It used to be that one of the grand mysteries of life to me was the athlete who knowingly played on an injury. Why on earth would anyone do that to themselves? So short-sighted. Listen to your body. Pain is telling you something you need to know.
Hah.
Well, life has a sometimes unkind way of teaching us why others make the choices they do. And I discovered things I love being taken away from me because of my own injury. The surgeon was pretty straightforward about one: you should never run again. About that I’ve been good. So far. In recent weeks I have been incredibly tempted to strap on my shoes and just do a mile or two. Just once. That should be ok, right? It couldn’t possibly make that much difference in my lifetime chances of having to have surgery again. Right? Right?
About everything else I’m on my own. I need to listen to my body. Make my choices accordingly. So I’m still not back at the yoga studio. And I haven’t been playing the organ. Until this week.
In my defense, it’s hard to listen to your body when you don’t give it a chance to talk. I mean, after not attempting to play the organ for so long, I really didn’t know what it might or might not do to me. With four practice sessions under my belt this week, now I know. So what does it feel like? Hmm. Imagine a snake slithering and squeezing its way from the base of your spine to the top, sinking its teeth into your right shoulder blade and pulling. Something like that. Not fun.
I tell my body that I’m too young to have these problems. My body laughs hysterically and tells me to check my math.

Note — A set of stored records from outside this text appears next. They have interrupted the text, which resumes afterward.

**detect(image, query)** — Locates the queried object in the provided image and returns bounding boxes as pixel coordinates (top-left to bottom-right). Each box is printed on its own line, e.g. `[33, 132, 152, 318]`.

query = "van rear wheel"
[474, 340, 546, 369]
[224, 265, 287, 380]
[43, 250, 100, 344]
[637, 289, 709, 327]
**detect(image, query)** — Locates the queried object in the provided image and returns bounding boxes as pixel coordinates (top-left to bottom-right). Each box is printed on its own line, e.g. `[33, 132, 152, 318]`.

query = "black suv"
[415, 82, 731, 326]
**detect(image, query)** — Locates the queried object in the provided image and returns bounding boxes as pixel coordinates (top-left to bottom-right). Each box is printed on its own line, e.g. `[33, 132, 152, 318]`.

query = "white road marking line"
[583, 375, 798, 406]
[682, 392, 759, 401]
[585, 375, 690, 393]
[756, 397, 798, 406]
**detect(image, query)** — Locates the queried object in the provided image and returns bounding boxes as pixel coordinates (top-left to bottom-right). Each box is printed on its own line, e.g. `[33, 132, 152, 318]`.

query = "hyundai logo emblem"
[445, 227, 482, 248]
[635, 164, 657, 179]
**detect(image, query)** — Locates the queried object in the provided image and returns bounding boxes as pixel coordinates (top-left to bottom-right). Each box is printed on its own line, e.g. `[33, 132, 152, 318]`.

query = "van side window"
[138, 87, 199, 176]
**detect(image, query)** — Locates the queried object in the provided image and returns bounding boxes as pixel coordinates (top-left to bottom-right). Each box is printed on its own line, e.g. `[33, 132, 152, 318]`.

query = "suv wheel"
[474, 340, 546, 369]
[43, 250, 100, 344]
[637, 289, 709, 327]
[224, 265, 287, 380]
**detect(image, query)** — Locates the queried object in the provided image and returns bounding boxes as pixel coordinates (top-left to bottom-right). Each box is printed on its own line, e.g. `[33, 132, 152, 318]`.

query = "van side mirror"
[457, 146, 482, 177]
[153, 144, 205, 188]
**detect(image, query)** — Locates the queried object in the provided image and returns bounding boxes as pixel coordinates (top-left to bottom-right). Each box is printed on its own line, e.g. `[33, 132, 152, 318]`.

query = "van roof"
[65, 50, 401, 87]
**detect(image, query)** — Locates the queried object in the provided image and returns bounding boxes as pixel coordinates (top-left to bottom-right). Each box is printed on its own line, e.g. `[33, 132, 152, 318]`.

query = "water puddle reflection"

This is the thing about the organ. I find it exhilaratingly difficult. Really hard in a really great way. Is it crazy to love something because of its difficulty? The organ forces me to pour myself into every moment of playing it. It’s the pedals, the remembering when to rock from heel to toe and when to cross under and use a different foot. It’s the left hand – trying to talk it into playing only its own notes and not the bass notes I’m already playing with the feet. It’s both the hands and the feet – trying for the legato that a piano’s resonance makes easy. If – and it’s a big IF since I’m so rusty – the performance goes well on Sunday, I will get to truly experience the organ playing thrill for the first time in more than two years.
Well, it won’t be a regular gig. Maybe I can handle it once or twice a year. But I do think I’ll play on this injury again.